Campak dapat menyebabkan komplikasi yang serius seperti diare, radang paru (pneumonia), radang otak (ensefalitis), kebutaan bahkan kematian. Rubella biasanya berupa penyakit ringan pada anak. Tetapi bila menulari ibu hamil pada trimester pertama atau awal kehamilan, dapat menyebabkan keguguran atau kecacatan pada bayi yang dilahirkan. Nah, kampanye vaksin MR sudah dilaksanakan pelaku kesehatan se-Jawa Timur sejak 2017.

Kepala Dinas Kesehatan Kota Malang Asih Tri Rachmi menyampaikan, kasus klinis campak dan rubella sejak tahun 2015 hingga 2018 terus mengalami penurunan.  "Penurunan kasus campak dan rubella pasca-imunisasi kampanye MR sangat tajam, yaitu untuk kasus campak sebesar 99.25 persen dan untuk kasus rubella sebesar 92.31 persen," ungkapnya.

Menurut Asih, berdasarkan data di provinsi, pada 2015, jumlah kasus klinis campak sebanyak 2.145 kasus. Setelah diperiksa di laboratorium nasional (BBLK Surabaya). yang positif campak sebanyak 155 kasus dan positif rubella sebanyak 515 kasus. Kemudian di 2016, jumlah kasus klinis campak sebanyak 3.506 kasus dan yang positif campak sebanyak 893 kasus dan positif rubella sebanyak 293 kasus.

Sementara pada 2017, jumlah kasus klinis campak sebanyak 3.816 kasus, positif campak sebanyak 993 kasus dan positif rubella sebanyak 403 kasus. 

Kemudian pada tahun 2018 (sampai dengan Juli 2018), jumlah kasus klinis campak sebanyak 194 kasus. Setelah diperiksa di laboratorium nasional (BBLK Surabaya), yang positif campak hanya sebanyak 7 kasus dan positif rubella hanya sebanyak 31 kasus.

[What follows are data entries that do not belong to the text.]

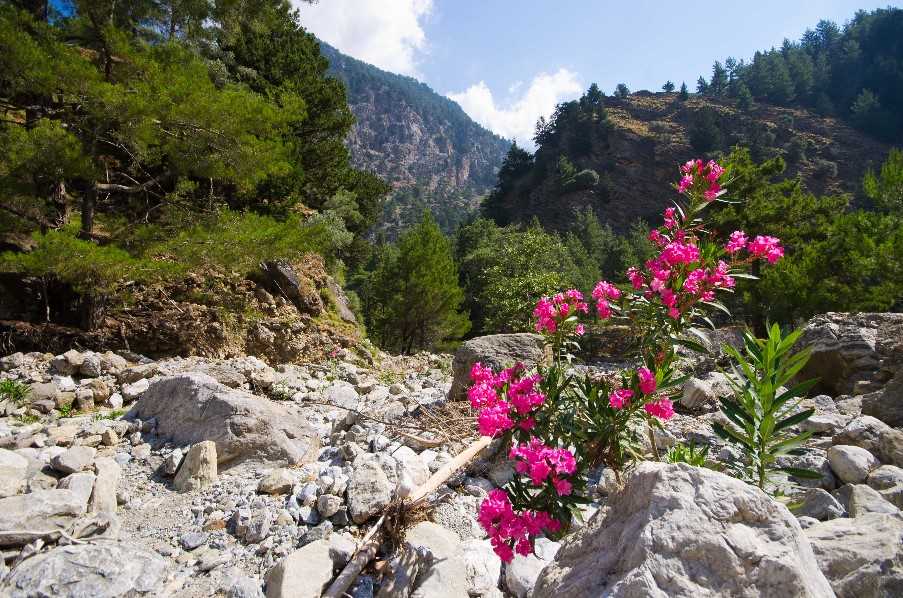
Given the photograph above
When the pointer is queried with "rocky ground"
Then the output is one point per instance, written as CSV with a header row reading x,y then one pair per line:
x,y
123,476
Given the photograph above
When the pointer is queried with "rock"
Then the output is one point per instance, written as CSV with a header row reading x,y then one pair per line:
x,y
851,464
820,505
849,348
106,485
278,481
193,407
887,403
81,484
304,573
496,350
192,540
40,514
171,462
888,481
103,570
641,545
861,557
13,470
483,569
369,490
522,573
77,458
864,432
699,393
864,499
198,469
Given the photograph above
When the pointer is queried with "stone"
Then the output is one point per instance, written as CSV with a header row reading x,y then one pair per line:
x,y
193,407
699,393
106,486
369,490
851,464
495,350
13,470
102,570
81,484
865,499
886,404
40,514
278,481
641,545
820,505
77,458
522,573
328,504
304,573
861,557
198,469
888,481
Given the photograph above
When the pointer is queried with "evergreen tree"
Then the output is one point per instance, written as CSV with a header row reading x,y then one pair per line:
x,y
416,296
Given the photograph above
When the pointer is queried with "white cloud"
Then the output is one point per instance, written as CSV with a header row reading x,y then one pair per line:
x,y
385,33
518,118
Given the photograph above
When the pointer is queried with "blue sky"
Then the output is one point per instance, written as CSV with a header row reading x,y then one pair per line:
x,y
509,62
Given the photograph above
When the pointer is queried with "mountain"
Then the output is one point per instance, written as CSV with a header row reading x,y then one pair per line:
x,y
619,156
421,143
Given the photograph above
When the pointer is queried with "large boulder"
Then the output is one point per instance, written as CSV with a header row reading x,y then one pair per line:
x,y
853,353
678,530
496,350
861,557
103,570
193,407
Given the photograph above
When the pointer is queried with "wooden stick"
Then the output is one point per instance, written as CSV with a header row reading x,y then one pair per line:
x,y
370,543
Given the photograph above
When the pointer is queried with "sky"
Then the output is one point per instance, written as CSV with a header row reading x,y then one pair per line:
x,y
508,62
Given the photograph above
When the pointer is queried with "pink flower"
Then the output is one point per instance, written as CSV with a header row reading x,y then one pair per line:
x,y
662,409
647,380
620,397
736,242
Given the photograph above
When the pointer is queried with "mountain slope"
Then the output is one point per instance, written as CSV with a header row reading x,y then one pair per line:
x,y
420,142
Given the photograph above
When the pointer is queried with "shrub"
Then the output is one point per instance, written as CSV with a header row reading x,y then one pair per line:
x,y
560,424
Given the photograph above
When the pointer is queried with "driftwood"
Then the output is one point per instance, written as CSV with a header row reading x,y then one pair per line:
x,y
370,543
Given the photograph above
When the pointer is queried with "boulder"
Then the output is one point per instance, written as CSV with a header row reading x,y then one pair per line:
x,y
861,557
198,469
103,570
496,350
849,349
13,473
304,573
39,514
369,490
193,407
886,404
851,464
678,530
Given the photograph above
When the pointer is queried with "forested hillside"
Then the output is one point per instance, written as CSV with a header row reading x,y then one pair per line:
x,y
432,154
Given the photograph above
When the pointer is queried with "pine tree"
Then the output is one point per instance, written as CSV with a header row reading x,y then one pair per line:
x,y
416,291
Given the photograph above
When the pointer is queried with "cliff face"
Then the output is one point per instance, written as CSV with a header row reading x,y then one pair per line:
x,y
420,142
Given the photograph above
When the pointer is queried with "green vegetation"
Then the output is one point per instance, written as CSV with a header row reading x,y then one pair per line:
x,y
761,415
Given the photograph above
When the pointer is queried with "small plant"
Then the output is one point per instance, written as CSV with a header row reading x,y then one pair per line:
x,y
13,390
763,411
689,454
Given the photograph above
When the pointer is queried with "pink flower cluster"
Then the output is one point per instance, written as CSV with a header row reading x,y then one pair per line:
x,y
760,247
551,311
697,174
603,293
509,531
505,399
543,463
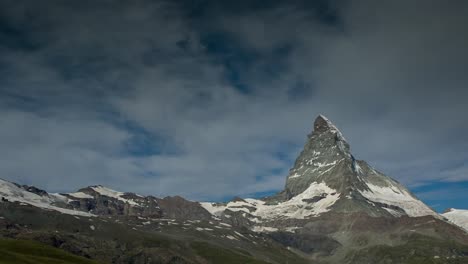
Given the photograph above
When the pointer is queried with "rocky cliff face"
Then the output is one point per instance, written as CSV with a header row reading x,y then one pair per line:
x,y
333,208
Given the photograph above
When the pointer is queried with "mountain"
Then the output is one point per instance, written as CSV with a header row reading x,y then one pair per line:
x,y
333,209
457,217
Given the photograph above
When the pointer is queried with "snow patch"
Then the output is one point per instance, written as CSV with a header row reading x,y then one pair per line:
x,y
113,194
458,217
80,195
392,195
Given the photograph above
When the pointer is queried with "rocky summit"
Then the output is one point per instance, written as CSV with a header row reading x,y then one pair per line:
x,y
333,209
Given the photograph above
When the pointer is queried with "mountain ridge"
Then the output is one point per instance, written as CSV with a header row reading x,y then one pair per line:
x,y
332,209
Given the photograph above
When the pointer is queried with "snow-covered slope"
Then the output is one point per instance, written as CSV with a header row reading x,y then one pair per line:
x,y
326,177
314,200
458,217
14,193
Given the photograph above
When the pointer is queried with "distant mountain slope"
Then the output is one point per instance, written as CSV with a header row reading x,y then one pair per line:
x,y
458,217
333,209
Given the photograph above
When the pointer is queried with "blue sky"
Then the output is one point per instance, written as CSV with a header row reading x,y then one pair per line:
x,y
213,100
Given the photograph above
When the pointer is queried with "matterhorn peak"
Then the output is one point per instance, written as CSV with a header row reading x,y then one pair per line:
x,y
323,124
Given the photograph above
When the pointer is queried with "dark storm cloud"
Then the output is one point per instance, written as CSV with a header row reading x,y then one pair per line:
x,y
158,97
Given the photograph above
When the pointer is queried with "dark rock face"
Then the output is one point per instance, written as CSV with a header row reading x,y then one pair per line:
x,y
325,157
178,208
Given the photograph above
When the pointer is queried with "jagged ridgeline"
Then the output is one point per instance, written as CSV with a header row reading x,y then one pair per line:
x,y
333,209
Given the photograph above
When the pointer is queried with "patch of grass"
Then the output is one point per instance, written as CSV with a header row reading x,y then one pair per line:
x,y
221,255
418,250
25,251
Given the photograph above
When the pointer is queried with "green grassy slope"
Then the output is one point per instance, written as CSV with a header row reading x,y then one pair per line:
x,y
24,251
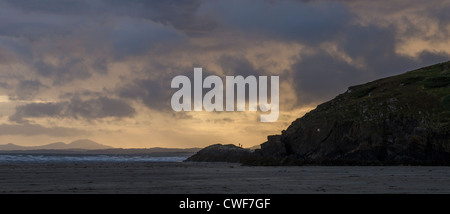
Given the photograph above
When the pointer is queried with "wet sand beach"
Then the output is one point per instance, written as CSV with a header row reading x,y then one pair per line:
x,y
147,177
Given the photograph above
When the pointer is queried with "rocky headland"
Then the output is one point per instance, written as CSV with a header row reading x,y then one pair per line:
x,y
403,119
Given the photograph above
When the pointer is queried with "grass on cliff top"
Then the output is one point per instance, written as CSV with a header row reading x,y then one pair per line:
x,y
422,91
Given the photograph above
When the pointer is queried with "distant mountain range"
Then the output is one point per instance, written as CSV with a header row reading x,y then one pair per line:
x,y
84,144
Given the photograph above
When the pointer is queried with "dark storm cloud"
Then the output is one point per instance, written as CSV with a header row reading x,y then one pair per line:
x,y
76,108
237,65
181,14
27,89
310,23
66,71
321,76
35,129
154,94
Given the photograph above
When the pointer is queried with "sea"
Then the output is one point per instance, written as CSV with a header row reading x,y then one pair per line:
x,y
66,158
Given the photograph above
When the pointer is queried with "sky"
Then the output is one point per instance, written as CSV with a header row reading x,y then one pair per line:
x,y
101,69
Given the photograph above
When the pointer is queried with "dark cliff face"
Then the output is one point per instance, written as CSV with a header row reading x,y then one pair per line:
x,y
403,119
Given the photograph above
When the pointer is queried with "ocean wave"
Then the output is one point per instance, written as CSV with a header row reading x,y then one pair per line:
x,y
45,158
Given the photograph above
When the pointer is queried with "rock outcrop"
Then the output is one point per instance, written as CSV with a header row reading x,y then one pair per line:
x,y
404,119
221,153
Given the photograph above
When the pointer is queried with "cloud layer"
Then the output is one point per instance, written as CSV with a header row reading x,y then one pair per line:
x,y
67,63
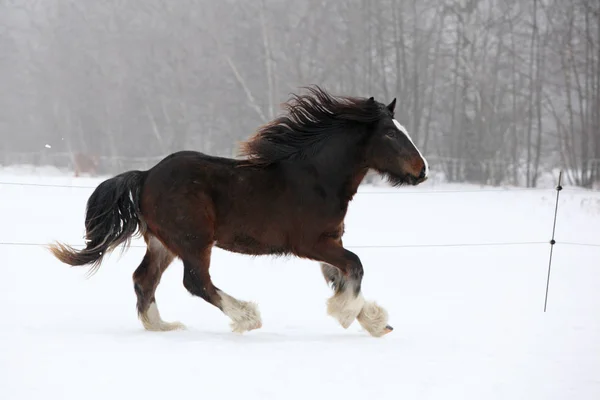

Nah, untuk mempertahankan keberhasilan pelaksanaan imunisasi kampanye MR tersebut, harus dilanjutkan dengan pelaksanaan program secara rutin. Yakni dengan pemberian imunisasi rutin kepada bayi (9-11 bulan) sebanyak satu kali.

Kemudian imunisasi lanjutan kepada baduta (18-24 bulan) 1 kali. Imunisasi juga harus dilakukan kepada anak usia sekolah dasar (SD/MI) kelas 1 sebanyak satu kali.

Dengan pelaksanaan imunisasi rutin dan lanjutan dengan capaian target cakupan yang memadai, pemerintah berharap cita-cita penurunan kasus penyakit campak dan rubella serendah mungkin (eliminasi).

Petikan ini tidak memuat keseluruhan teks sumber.